Смерть не пожелала покинуть наш дом без жертвы!
Мучает ли меня совесть за то, что Дичь-брат загремел пожизненно? Нет. Совсем! Я не из числа благородных душ, я не подставляю другую щеку. Он меня разве пожалел, когда в красках расписывал сатанинские ритуалы, для которых мне потребовалась кровь «деток»?
Все сделал, чтоб меня посадили за оскорбление чувств верующих.
Впрочем, мне теперь совершенно не до него. Костя ужасно мучается; это страшно – узнать, что родная мать тебя ненавидела. Причем, настолько, чтобы хотеть убить. И мне приходится отыгрывать роль психолога: к настоящему он обратиться не может.
Первые дни он просто плакал и спрашивал «Почему?!», а я молча гладила его по голове и спине, пока он не засыпает. Возможно, это самовнушение, но Костя говорит, что ему это помогает.
Пройдет время, раны затянется. Мальчик станет мужчиной и, скорее всего уйдет. Он все же не шестилетка, чтобы снова и снова плакать у меня на руках. А я отпущу его, как всегда отпускала. И даже не стану, наверное, убивать его беременную жену.
Вот только иногда, по ночам, я словно вижу стоящую надо мной Светлану. Она улыбается и грозит мне пальцем.
– Ты его не возьмешь!
Однажды, в один из хмурых октябрьских дней, я понимаю, задержка – это не ранний климакс. Это беременность. Я в панике, я не знаю, что должна делать. Конечно, первая мысль – аборт! Я уже не в том возрасте, чтобы самостоятельно заботиться о ребенке, а мои родители – старики. Но Костя ее отец, – это уж наверняка будет девочка.
Он имеет права о ней узнать.
Костя приходит с работы, молча обнимает меня. Целует, долго не отстраняется.
– Ты очень странная в последние дни. Я тебя измотал своими истериками… Ты хочешь со мной расстаться? Если так, то скажи. Я справлюсь! Ты меня уже дважды вылечила.
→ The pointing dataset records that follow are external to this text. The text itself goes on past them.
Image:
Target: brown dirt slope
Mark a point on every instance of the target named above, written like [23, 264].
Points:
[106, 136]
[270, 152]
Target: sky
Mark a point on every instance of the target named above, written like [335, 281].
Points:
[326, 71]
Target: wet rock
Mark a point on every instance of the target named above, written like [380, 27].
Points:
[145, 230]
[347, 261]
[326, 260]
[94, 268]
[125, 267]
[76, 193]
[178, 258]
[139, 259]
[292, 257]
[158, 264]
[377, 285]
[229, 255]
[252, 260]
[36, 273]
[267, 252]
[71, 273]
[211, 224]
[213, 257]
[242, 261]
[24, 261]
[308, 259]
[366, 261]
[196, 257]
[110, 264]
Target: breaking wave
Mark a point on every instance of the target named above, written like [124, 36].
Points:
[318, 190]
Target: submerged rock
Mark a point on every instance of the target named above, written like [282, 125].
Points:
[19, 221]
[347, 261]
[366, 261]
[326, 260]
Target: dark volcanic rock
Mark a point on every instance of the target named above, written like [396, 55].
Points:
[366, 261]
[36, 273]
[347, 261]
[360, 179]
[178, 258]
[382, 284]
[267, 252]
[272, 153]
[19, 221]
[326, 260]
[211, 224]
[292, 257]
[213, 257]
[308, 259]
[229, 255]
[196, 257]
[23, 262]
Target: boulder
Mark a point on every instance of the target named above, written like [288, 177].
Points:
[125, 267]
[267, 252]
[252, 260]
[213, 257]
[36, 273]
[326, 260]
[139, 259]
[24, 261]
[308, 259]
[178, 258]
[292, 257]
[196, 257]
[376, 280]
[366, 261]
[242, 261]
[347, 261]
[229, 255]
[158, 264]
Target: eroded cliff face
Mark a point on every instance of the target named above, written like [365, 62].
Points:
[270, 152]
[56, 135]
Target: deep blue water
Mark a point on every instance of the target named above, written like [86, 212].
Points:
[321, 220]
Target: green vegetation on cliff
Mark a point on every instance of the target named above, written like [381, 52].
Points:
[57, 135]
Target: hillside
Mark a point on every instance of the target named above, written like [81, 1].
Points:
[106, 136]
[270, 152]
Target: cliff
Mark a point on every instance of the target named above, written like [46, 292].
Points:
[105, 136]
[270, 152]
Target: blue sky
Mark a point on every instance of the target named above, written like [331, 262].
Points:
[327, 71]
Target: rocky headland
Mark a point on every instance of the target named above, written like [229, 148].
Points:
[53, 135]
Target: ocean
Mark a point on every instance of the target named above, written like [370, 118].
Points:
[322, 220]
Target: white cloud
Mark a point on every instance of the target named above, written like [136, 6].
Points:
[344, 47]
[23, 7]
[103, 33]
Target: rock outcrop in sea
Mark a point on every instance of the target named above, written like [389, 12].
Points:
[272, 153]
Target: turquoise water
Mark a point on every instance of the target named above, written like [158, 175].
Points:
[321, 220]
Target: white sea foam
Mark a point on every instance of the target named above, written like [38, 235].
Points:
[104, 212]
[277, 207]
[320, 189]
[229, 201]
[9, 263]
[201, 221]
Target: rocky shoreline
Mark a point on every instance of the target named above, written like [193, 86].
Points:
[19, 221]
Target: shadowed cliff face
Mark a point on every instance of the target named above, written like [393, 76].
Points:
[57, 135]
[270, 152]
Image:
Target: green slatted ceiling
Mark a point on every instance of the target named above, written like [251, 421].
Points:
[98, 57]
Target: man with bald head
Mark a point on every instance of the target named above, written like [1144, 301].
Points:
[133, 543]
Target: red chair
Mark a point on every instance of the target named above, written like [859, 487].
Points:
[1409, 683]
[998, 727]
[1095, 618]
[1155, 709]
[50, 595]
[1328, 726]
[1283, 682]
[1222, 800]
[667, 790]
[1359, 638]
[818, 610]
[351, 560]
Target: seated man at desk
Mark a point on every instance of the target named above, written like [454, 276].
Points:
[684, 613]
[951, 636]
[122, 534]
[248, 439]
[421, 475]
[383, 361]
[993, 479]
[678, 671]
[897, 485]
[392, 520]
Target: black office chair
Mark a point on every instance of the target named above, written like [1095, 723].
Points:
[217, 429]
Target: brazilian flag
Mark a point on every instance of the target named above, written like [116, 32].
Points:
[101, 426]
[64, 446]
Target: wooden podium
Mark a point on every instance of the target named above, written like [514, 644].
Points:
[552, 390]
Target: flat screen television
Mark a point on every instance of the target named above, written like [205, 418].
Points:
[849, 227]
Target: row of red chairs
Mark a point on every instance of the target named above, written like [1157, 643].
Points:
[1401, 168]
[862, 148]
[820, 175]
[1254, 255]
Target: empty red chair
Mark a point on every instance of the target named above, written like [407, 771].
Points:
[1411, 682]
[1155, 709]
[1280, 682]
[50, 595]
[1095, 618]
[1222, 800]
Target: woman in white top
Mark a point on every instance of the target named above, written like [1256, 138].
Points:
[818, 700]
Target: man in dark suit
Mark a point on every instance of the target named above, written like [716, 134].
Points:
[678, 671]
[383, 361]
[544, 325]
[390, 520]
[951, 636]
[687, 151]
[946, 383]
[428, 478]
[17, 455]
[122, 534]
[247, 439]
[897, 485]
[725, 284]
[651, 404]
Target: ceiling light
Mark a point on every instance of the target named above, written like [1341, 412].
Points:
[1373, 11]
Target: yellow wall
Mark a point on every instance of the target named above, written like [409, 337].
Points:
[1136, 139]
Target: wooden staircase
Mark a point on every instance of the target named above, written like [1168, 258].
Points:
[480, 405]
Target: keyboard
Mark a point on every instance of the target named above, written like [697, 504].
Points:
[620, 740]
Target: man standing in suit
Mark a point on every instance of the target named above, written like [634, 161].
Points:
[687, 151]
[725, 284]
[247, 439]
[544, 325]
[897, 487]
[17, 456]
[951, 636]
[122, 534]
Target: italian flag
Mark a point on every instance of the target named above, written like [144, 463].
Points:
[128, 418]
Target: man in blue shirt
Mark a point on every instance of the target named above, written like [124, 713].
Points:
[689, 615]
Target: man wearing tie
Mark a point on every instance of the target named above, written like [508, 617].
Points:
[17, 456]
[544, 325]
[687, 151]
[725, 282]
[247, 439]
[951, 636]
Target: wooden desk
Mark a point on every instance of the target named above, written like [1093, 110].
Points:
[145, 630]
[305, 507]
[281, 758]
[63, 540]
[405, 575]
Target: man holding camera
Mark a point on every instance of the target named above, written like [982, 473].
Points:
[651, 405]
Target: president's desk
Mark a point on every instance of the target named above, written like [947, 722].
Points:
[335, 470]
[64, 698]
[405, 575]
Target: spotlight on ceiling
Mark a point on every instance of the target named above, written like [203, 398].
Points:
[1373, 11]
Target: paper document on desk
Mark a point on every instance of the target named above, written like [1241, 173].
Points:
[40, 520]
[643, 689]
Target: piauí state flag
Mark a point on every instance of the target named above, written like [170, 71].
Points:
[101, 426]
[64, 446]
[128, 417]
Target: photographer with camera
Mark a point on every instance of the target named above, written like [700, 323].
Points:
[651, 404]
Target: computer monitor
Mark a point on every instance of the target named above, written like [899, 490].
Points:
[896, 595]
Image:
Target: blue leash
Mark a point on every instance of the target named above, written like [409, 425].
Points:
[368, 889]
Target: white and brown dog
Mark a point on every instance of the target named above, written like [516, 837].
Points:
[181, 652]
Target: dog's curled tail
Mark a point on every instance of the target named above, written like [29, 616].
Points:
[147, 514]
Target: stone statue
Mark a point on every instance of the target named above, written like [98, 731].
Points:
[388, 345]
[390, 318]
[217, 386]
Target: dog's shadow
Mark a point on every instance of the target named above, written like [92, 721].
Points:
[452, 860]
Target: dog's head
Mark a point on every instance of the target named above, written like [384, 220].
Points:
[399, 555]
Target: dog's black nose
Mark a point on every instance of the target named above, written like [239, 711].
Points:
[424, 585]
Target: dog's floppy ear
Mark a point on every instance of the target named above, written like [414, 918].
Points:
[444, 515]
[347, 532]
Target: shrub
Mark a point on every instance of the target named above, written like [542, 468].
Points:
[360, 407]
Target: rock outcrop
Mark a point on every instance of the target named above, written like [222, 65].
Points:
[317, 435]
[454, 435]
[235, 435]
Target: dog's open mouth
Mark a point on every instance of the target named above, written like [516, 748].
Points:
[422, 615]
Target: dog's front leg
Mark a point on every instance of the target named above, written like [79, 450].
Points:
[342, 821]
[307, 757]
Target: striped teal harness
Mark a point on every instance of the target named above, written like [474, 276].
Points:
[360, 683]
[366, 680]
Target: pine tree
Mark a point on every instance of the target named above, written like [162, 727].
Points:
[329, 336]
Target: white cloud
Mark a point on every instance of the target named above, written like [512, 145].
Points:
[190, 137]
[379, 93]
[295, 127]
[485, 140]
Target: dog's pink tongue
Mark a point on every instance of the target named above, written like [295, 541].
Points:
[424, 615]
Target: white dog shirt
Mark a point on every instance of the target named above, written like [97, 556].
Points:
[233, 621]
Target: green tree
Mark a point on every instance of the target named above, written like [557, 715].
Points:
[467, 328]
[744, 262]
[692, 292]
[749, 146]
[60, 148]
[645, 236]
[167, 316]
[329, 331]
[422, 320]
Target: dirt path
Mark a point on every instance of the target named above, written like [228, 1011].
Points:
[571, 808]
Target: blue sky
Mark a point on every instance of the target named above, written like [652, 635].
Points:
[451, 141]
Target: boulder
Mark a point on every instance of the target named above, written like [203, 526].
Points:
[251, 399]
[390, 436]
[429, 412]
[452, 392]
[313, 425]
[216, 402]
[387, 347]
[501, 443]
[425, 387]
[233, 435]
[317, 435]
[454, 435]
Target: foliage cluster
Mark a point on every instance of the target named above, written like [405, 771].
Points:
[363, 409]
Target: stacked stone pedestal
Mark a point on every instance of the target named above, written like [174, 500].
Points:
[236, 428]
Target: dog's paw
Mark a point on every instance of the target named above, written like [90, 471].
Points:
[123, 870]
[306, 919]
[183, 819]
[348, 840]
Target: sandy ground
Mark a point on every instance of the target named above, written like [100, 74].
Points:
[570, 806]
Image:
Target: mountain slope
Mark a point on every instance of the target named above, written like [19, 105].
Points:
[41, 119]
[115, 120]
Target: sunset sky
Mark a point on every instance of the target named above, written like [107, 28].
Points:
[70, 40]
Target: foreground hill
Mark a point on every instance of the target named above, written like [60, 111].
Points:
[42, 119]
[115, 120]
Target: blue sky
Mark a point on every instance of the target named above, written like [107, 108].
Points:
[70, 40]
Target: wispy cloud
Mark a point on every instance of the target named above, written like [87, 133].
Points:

– Я беременна, – отвечаю я, отстранившись.
Смотрю в его обалдевшие зелено-карие глаза. На лице начинает проступать радостная улыбка. И мой Костя начинает улыбаться в ответ.
– Вот так вот! – говорит он, опустившись передо мной на колени. – Ну, привет, Сабрина!
– Почему именно Сабрина? – говорю я, по привычке запуская пальцы в Костины волосы.
– Потому что Сабрина – Маленькая ведьма, – говорит он, уткнувшись лицом мне в живот. – Большая у меня уже есть.